Les niveaux atteints par les rendements des actions françaises (10, 12, 15 % et même davantage) témoignent manifestement de l'excessive dépréciation des cours. Le constater n'est pas le corriger. Surtout quand la crainte de voir la gauche prendre le pouvoir en 1978 paralyse toute initiative d'achat. Le silence des tenants du Programme commun ne fait d'ailleurs rien pour arranger les choses. La Bourse sait seulement que socialistes et communistes ne sont pas d'accord sur les modalités d'indemnisation des actionnaires en cas de nationalisation, ni même sur le champ des nationalisations, que les communistes veulent élargir. On ne peut donc raisonner, alors que des positions clairement formulées auraient permis de lever les doutes et d'assainir le climat.

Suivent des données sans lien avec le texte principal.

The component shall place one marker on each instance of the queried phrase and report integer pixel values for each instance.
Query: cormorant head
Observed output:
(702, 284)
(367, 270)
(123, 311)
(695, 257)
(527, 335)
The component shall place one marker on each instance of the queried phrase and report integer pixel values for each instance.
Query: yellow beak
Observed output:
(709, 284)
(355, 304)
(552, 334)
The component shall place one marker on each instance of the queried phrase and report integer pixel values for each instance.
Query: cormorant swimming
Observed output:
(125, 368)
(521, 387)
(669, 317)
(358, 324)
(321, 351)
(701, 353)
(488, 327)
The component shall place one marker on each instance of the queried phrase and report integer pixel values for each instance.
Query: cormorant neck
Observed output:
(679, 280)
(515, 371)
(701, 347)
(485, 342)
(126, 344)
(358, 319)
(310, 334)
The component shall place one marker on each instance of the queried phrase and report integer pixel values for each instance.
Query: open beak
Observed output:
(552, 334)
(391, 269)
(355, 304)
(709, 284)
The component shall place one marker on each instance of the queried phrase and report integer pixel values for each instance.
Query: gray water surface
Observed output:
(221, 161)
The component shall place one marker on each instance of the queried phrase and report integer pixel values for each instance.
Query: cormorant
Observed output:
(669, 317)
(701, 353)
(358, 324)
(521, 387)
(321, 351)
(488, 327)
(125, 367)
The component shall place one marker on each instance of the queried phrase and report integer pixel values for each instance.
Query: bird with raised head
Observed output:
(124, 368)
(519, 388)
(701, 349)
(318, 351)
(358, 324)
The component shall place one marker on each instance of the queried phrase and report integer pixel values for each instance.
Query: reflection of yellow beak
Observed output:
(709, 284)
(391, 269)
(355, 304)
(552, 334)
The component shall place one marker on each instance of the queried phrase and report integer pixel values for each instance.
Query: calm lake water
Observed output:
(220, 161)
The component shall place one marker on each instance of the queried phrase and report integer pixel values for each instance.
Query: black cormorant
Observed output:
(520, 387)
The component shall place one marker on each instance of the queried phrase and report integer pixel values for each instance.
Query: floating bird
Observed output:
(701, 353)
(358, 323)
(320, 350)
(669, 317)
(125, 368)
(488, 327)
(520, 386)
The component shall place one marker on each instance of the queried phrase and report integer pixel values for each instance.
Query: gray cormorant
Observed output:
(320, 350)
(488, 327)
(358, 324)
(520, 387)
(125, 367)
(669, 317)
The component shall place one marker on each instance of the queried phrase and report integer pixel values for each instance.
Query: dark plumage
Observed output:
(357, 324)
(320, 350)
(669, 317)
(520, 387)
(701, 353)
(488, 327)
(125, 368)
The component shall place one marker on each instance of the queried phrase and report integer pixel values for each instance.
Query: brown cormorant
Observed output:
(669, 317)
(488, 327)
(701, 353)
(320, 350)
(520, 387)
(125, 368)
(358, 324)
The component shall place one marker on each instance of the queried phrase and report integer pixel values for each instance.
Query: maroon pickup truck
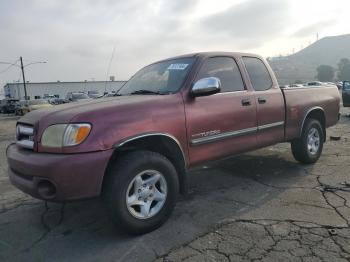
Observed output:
(135, 149)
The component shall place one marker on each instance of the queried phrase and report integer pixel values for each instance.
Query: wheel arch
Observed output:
(162, 143)
(318, 114)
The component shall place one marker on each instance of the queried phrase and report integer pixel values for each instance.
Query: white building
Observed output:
(60, 89)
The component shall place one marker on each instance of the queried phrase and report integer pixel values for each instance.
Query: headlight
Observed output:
(62, 135)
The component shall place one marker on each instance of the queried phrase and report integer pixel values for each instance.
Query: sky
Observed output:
(77, 37)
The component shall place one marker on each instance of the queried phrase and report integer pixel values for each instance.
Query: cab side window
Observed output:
(258, 73)
(224, 68)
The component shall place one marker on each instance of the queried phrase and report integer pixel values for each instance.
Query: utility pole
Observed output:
(24, 81)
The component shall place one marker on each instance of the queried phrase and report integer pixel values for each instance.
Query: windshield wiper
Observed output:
(145, 92)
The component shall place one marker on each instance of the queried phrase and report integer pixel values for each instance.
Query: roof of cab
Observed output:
(211, 54)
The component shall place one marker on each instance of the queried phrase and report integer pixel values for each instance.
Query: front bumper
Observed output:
(57, 177)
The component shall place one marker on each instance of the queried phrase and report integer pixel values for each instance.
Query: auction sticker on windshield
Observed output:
(177, 66)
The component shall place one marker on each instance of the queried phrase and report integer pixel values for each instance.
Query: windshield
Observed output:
(164, 77)
(80, 96)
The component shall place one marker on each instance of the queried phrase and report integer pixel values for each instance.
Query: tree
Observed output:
(325, 73)
(344, 69)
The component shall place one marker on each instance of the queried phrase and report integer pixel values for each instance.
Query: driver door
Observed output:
(223, 123)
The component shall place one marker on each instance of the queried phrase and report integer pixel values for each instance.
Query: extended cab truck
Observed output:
(134, 149)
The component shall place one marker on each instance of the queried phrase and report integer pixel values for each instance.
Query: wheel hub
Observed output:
(146, 194)
(313, 141)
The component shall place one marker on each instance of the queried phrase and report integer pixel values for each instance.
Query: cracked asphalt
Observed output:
(259, 206)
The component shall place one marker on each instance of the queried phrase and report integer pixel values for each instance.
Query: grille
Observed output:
(24, 136)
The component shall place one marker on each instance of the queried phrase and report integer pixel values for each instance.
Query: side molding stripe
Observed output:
(232, 134)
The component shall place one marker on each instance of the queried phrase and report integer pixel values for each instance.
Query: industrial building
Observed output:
(58, 89)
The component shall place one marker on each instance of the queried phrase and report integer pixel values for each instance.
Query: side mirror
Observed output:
(206, 87)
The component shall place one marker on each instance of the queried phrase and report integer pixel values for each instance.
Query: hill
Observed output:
(302, 65)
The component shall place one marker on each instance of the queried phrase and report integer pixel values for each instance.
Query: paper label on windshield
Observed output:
(177, 66)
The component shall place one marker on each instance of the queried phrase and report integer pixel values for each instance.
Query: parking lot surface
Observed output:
(257, 206)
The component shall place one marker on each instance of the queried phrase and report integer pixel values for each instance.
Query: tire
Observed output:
(308, 148)
(123, 183)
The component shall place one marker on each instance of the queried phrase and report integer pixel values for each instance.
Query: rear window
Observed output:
(258, 73)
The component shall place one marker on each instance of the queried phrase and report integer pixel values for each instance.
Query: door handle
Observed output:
(246, 102)
(261, 100)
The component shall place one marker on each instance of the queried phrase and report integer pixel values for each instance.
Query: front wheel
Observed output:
(308, 148)
(140, 191)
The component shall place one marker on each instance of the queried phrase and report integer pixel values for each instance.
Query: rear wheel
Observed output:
(308, 148)
(141, 191)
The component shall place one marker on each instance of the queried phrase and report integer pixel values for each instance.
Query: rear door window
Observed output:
(224, 68)
(258, 73)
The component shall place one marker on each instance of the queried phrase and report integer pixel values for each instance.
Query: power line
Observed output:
(10, 65)
(109, 67)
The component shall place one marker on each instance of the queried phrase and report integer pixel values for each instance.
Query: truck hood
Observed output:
(64, 113)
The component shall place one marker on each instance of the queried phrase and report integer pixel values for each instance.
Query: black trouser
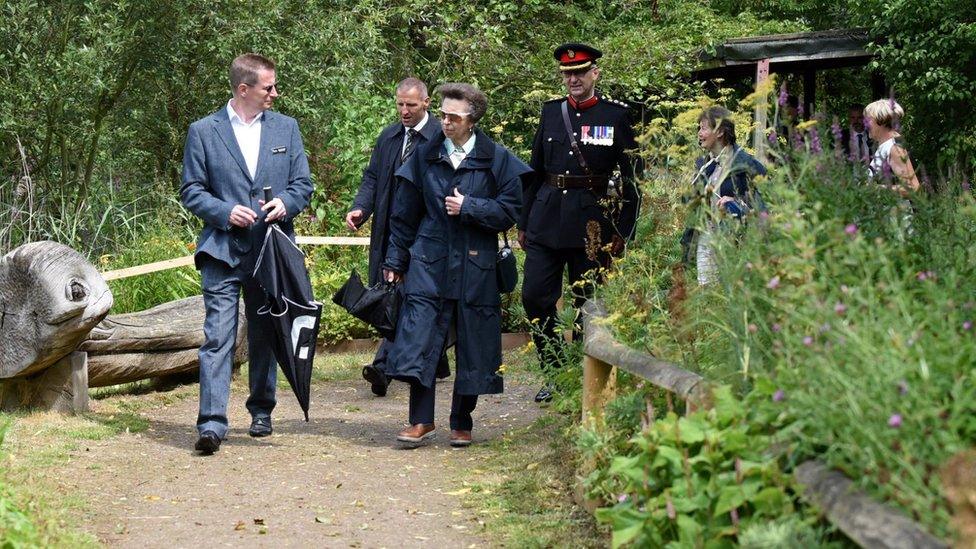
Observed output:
(422, 407)
(543, 286)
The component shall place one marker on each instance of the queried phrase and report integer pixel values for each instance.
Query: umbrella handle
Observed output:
(267, 195)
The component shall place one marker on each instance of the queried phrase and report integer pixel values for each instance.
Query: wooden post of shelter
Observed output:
(759, 135)
(598, 385)
(809, 93)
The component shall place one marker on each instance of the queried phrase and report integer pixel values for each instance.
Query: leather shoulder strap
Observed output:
(572, 138)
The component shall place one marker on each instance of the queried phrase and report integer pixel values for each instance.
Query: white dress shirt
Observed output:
(406, 133)
(248, 138)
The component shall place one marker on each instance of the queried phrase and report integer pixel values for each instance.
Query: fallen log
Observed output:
(157, 342)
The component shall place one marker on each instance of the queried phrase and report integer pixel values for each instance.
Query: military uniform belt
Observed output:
(595, 182)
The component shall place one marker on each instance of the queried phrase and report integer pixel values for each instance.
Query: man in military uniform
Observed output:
(581, 205)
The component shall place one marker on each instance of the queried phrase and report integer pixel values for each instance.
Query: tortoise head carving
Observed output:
(50, 298)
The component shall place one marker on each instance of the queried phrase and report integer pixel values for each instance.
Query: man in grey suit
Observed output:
(230, 156)
(393, 146)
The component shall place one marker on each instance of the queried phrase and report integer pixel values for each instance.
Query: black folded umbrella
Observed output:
(294, 313)
(378, 306)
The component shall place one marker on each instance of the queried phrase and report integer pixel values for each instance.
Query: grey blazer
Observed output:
(215, 179)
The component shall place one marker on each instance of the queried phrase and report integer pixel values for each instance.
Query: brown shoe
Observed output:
(460, 439)
(416, 433)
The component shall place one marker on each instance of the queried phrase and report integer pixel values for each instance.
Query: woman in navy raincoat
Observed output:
(454, 196)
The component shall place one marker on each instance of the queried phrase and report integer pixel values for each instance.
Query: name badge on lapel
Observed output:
(597, 135)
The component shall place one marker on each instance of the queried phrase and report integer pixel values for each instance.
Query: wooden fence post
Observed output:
(596, 383)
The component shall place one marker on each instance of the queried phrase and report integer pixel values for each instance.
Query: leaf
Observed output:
(729, 498)
(689, 531)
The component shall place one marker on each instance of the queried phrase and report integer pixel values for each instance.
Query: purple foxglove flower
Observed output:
(797, 141)
(815, 146)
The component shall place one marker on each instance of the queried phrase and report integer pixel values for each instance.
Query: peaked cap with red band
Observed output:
(575, 56)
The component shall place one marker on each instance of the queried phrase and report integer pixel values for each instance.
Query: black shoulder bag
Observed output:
(506, 269)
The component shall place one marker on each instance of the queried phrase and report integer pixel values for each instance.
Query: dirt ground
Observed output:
(340, 480)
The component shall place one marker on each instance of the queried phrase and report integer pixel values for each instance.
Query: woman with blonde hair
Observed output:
(890, 159)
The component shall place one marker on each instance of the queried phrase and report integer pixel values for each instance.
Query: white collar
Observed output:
(420, 125)
(468, 146)
(232, 115)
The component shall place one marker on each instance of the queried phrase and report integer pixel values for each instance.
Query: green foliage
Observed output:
(696, 480)
(853, 306)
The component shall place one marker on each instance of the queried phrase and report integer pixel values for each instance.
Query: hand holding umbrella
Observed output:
(274, 206)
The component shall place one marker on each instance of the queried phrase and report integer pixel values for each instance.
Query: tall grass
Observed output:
(851, 305)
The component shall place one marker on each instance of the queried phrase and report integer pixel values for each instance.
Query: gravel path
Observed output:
(340, 480)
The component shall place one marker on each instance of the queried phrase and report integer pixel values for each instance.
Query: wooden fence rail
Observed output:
(188, 259)
(863, 520)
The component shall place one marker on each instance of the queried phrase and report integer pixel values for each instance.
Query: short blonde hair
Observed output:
(884, 112)
(244, 69)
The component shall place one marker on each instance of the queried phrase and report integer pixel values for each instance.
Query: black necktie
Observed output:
(411, 143)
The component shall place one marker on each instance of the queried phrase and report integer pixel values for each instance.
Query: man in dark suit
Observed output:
(856, 142)
(230, 156)
(395, 144)
(582, 203)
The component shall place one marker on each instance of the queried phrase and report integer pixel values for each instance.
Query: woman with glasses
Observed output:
(454, 196)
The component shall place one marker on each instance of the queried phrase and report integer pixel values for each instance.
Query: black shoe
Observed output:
(377, 379)
(208, 443)
(545, 393)
(443, 367)
(260, 427)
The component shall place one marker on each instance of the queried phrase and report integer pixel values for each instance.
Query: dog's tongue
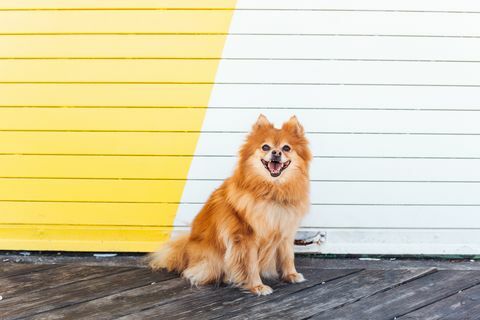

L'évolution des prix est certes encore mauvaise, mais le commerce extérieur s'améliore et le franc en bénéficie. Les niveaux atteints finissent ainsi par susciter quelques marques d'intérêt de l'étranger, alors que les vendeurs potentiels hésitent à liquider à n'importe quel prix. Il n'en faut guère plus pour permettre une certaine remontée en mai-juin. Oh, certes, une remontée encore bien modeste en termes globaux, mais qui n'en atteint pas moins un pourcentage appréciable sur quelques affaires de croissance ou même nationalisables pour peu que leurs perspectives économiques soient encourageantes. C'est le cas, par exemple, de Pechiney-Ugine-Kuhlmann qui a récemment simplifié ses structures et émis des obligations convertibles.

Offre sauvage

La Bourse connaît en outre un regain d'animation sous l'impact de quelques opérations particulières. Plus que le renforcement de la participation de la Générale occidentale dans la firme d'alimentation anglaise Cavenham, c'est l'offre d'achat faite par Cédis aux actionnaires des Économiques troyens et surtout la bataille pour le contrôle de la Cie de navigation mixte qui retiennent l'attention. Cette dernière, première offre publique d'achat sauvage réalisée depuis longtemps sur le marché à terme, mobilise des capitaux considérables et voit les transactions quotidiennes dépasser à plusieurs reprises 100 000 titres.

C'est dans ce contexte que s'achève le semestre. L'ambiance s'est améliorée et les perspectives à court terme sont plus souriantes, laissant espérer une certaine amélioration des cours durant l'été. Nul en revanche ne se risque à un pronostic à plus long terme, tant il est vrai que les cartes politiques annoncent un hiver encore difficile.